CONFIG_DMA_CMA causes ttm performance problems/hangs.

All of lore.kernel.org
 help / color / mirror / Atom feed

From: Mario Kleiner <mario.kleiner.de@gmail.com>
To: "dri-devel@lists.freedesktop.org" <dri-devel@lists.freedesktop.org>
Cc: Thomas Hellstrom <thellstrom@vmware.com>,
	kamal@canonical.com, LKML <linux-kernel@vger.kernel.org>,
	ben@decadent.org.uk, m.szyprowski@samsung.com
Subject: CONFIG_DMA_CMA causes ttm performance problems/hangs.
Date: Fri, 08 Aug 2014 19:42:51 +0200	[thread overview]
Message-ID: <53E50C1B.9080507@gmail.com> (raw)

Hi all,

there is a rather severe performance problem i accidentally found when 
trying to give Linux 3.16.0 a final test on a x86_64 MacBookPro under 
Ubuntu 14.04 LTS with nouveau as graphics driver.

I was lazy and just installed the Ubuntu precompiled mainline kernel. 
That kernel happens to have CONFIG_DMA_CMA=y set, with a default CMA 
(contiguous memory allocator) size of 64 MB. Older Ubuntu kernels 
weren't compiled with CMA, so i only observed this on 3.16, but previous 
kernels would likely be affected too.

After a few minutes of regular desktop use like switching workspaces, 
scrolling text in a terminal window, Firefox with multiple tabs open, 
Thunderbird etc. (tested with KDE/Kwin, with/without desktop 
composition), i get chunky desktop updates, then multi-second freezes, 
after a few minutes the desktop hangs for over a minute on almost any 
GUI action like switching windows etc. --> Unuseable.

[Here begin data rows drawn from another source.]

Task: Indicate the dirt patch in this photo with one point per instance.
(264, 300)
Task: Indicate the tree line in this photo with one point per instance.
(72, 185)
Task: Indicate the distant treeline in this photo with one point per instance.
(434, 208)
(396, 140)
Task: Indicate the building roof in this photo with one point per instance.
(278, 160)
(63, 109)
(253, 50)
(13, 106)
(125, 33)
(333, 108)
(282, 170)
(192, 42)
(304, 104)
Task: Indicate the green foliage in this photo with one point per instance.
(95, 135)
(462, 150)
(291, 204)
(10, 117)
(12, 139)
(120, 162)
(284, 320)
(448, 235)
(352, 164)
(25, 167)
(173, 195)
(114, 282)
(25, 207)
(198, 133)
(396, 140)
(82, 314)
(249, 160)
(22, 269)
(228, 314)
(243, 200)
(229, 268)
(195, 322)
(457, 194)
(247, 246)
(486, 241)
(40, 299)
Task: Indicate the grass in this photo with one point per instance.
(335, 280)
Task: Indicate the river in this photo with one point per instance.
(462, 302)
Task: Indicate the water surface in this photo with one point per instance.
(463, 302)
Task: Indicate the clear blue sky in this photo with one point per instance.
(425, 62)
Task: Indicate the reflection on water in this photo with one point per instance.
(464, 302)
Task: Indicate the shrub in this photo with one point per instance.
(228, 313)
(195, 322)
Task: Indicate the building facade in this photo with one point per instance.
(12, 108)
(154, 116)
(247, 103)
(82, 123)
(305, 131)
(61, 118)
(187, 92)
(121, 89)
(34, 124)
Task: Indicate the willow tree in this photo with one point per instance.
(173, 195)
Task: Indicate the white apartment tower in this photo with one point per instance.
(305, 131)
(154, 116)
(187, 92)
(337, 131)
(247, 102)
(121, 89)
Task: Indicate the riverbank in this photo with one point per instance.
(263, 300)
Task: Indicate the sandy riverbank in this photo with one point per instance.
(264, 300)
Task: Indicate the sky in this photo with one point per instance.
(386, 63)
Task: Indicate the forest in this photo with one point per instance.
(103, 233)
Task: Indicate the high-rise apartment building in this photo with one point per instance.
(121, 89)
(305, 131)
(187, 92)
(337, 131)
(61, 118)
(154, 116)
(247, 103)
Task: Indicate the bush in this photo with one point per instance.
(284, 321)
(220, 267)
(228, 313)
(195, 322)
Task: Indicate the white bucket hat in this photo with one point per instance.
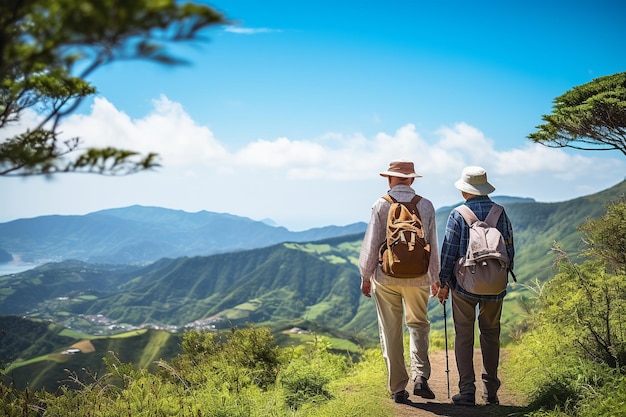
(403, 169)
(474, 181)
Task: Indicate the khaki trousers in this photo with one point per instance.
(393, 305)
(464, 315)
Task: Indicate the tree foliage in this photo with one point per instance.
(606, 236)
(574, 352)
(48, 48)
(591, 116)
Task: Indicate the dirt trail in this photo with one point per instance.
(442, 405)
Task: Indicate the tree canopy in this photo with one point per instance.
(48, 48)
(591, 116)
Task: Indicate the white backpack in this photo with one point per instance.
(485, 267)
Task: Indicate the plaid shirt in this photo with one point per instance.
(456, 240)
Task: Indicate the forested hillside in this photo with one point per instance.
(313, 286)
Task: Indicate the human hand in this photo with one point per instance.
(366, 288)
(434, 289)
(443, 293)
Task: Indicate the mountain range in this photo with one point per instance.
(310, 284)
(140, 235)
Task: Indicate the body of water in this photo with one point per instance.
(10, 268)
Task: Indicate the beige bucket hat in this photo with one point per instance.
(403, 169)
(474, 181)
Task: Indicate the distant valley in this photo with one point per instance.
(307, 280)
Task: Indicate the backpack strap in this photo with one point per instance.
(467, 213)
(389, 199)
(491, 219)
(494, 215)
(416, 199)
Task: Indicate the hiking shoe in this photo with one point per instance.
(421, 388)
(401, 397)
(492, 400)
(464, 399)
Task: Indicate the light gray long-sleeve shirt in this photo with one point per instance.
(375, 235)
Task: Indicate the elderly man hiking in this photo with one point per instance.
(401, 282)
(476, 282)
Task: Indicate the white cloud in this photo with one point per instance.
(249, 31)
(167, 130)
(330, 179)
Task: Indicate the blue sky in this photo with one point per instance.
(292, 111)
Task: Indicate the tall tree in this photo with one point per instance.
(591, 116)
(47, 50)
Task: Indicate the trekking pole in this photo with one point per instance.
(445, 333)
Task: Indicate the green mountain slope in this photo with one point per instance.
(140, 234)
(64, 354)
(313, 284)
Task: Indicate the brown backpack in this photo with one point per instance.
(404, 253)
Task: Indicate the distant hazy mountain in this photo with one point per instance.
(140, 234)
(315, 282)
(312, 285)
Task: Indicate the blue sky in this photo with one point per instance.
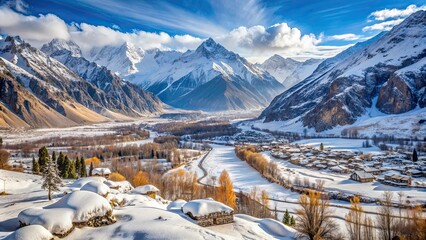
(332, 24)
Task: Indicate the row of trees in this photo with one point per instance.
(315, 221)
(66, 167)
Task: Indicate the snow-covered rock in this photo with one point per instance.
(146, 189)
(33, 232)
(202, 207)
(96, 187)
(176, 205)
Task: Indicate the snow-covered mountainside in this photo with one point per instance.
(390, 68)
(209, 78)
(126, 97)
(288, 71)
(62, 91)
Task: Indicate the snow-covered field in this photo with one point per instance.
(339, 144)
(141, 217)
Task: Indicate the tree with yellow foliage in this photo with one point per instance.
(314, 219)
(141, 178)
(226, 192)
(94, 160)
(115, 176)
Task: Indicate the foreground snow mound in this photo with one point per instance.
(96, 187)
(176, 205)
(35, 232)
(270, 226)
(56, 220)
(82, 181)
(120, 186)
(85, 204)
(202, 207)
(145, 189)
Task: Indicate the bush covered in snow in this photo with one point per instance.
(96, 187)
(35, 232)
(77, 208)
(176, 205)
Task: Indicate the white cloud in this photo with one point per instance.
(345, 37)
(385, 14)
(383, 26)
(265, 41)
(34, 29)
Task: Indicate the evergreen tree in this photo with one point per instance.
(36, 167)
(60, 162)
(43, 157)
(83, 171)
(67, 166)
(91, 169)
(51, 180)
(286, 218)
(415, 157)
(77, 167)
(72, 174)
(292, 221)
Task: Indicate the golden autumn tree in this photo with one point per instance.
(115, 176)
(226, 192)
(141, 178)
(314, 219)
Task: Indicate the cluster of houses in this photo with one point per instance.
(390, 168)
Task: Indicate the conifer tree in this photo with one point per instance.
(77, 167)
(61, 164)
(83, 171)
(286, 218)
(36, 167)
(51, 179)
(91, 169)
(43, 157)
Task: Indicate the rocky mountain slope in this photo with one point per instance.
(387, 73)
(45, 81)
(288, 71)
(183, 80)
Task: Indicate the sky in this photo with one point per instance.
(255, 29)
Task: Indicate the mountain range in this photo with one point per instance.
(386, 73)
(40, 91)
(209, 78)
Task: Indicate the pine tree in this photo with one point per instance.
(415, 157)
(36, 167)
(91, 169)
(61, 164)
(77, 167)
(66, 167)
(43, 157)
(292, 221)
(51, 179)
(286, 218)
(72, 173)
(83, 171)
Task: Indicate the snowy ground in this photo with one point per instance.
(339, 144)
(139, 218)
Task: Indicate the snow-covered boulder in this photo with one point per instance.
(146, 189)
(56, 220)
(82, 181)
(120, 186)
(176, 205)
(34, 232)
(96, 187)
(79, 208)
(203, 207)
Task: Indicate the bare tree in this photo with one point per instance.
(385, 220)
(314, 219)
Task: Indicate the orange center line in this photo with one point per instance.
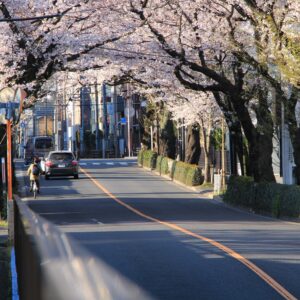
(258, 271)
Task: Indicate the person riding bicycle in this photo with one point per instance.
(34, 172)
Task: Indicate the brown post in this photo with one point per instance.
(9, 161)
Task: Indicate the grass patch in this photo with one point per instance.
(207, 185)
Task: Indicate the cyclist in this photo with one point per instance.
(34, 172)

ftrace'ing shows the culprit being this callchain (typical good/bad 
example ftrace snippets at the end of this mail):

...ttm dma coherent memory allocations, e.g., from 
__ttm_dma_alloc_page() ... --> dma_alloc_coherent() --> platform 
specific hooks ... -> dma_generic_alloc_coherent() [on x86_64] --> 
dma_alloc_from_contiguous()

dma_alloc_from_contiguous() is a no-op without CONFIG_DMA_CMA, or when 
the machine is booted with kernel boot cmdline parameter "cma=0", so it 
triggers the fast alloc_pages_node() fallback at least on x86_64.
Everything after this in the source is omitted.